The bathroom was empty, too.
Down the hall in the same wing, Wolfram's gym was empty.
Beau wondered where the man had gotten off to. He'd never known Wolfram to lurk anywhere in the penthouse other than in his own wing. Beau checked room after room only to find them abandoned.
He also didn't usually talk to Wolfram in the middle of the night, he realized. Beau had let himself think that he knew everything there was to know about Wolfram—or at least was approaching that point—but the fact that he wasn't where Beau expected him to be was a stark reminder that he could still have secrets.
That doesn't change anything, Beau told himself. He'd already decided that Wolfram was a good man. His actions bore it out every day. Beau didn't have to know everything about someone to know that they were good, that they deserved trust.
He left the wing, feeling bad about snooping, and returned to the familiar hall with his own room. He lingered outside the ruined guest room with his cup of tea just long enough to hear the sound of shattering glass.
Wolfram.
Heart pounding, Beau cracked the door and stepped inside.
The room was different at night, made more bizarre and frightening by the lamplight that splashed jagged shadows against the walls.
Wolfram wasn’t in the drawing room, but the furniture within was even more pulverized than the last time Beau had seen it. The chairs and cushions were no longer recognizable as discrete units but were instead a mess of splintered wood and rags.
There was a low keening coming from another part of the apartment. Beau followed the noise through the study and into the bedroom, where he was confronted by the enormous shape of Wolfram.
He was looking through the floor-to-ceiling windows on one side of the room with his back to Beau, tail held low, the dark stripe of fur running down his spine bristling, making him look impossibly large.
He’s naked, Beau realized after an instant. For the first time, he was seeing Wolfram without the vest, the breeches, the gold watch—the things that had helped to very firmly categorize Wolfram as a man and not an animal.
The high and pitiful noise turned into a growl that rolled out of him.
Suddenly, the muscles in his back contracted. Beau wanted to call out to him but the words were caught in his throat and he watched the inexorable movement that seemed to slip in slow motion, Wolfram rearing back and then swiping with all his might.
The glass of the window cracked but did not fall.
“Wolfram!”
Wolfram moved, this time with the other hand, the enormous strength frightening and potent, and he struck the glass again. This time it shattered, falling out into the dark night.
Wind whipped into the room. Beau screamed his name a second time. Wolfram stepped forward, one hand on the edge of the broken glass. He leaned out into the night at a precarious angle, his trajectory clear. He aimed to jump through the window.
Beau didn’t think, didn’t wait. He ran across the room screaming Wolfram’s name and dug his fingers into the fur where it was longest on Wolfram’s back, throwing all of his weight into it, pulling him back with the whole force of his body.
Wolfram didn’t budge at first, his profile fearsome against the glowing New Whitby sky beyond them, dark mane moving in the wind.
“Wolf, please,” Beau begged, tugging him, his bare feet slipping in the broken glass.
Finally, Wolfram turned as if seeing Beau for the first time.
“Please, come on,” Beau said, releasing his fur and pulling at him around the waist. Tears were hot on his cheeks. “Come away from the window.”
Wolfram had the same look he’d had that morning—impenetrable and foreign—but Beau knew that the man was inside of him.

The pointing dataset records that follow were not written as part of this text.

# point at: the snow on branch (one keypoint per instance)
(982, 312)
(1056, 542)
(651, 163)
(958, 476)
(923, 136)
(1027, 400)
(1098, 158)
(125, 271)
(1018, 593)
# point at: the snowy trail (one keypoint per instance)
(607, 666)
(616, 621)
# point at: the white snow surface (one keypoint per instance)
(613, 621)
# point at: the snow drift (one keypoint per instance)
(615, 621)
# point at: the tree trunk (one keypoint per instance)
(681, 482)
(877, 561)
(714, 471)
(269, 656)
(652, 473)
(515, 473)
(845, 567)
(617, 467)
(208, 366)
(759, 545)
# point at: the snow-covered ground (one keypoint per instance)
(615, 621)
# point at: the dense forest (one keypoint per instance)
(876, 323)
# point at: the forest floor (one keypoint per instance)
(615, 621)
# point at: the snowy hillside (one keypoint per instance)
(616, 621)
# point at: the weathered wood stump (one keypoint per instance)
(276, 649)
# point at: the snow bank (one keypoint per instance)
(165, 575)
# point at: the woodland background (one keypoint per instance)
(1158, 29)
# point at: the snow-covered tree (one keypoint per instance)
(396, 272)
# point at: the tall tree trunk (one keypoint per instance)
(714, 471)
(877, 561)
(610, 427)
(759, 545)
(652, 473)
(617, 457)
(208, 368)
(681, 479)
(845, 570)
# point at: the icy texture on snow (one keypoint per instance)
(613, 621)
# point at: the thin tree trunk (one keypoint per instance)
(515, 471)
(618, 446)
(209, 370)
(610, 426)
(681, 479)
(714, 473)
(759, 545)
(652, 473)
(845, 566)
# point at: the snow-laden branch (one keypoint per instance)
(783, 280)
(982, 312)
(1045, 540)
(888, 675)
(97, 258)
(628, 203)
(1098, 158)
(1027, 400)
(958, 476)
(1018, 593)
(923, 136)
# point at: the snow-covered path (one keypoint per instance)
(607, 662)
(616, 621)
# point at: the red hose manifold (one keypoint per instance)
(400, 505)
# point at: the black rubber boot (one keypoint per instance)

“You’re bleeding—please,” Beau said. The back of one of Wolfram’s hands was slashed and blood was flowing down his wrist. Beau tried to pull it closer to have a look but Wolfram pulled the hand back, growling and baring his teeth.
Wolfram came away from the window, then, but he bristled again, the growl rolling low in his chest as he stalked toward Beau.
Beau took one step back and then another. “Wolfram.”
Wolfram just narrowed his eyes at him and took another step.
Beau shuddered at the awareness that Wolfram was looking at him like a piece of prey. At the same time, something turned a corner inside Beau in the same way that it had that morning when he’d been mad.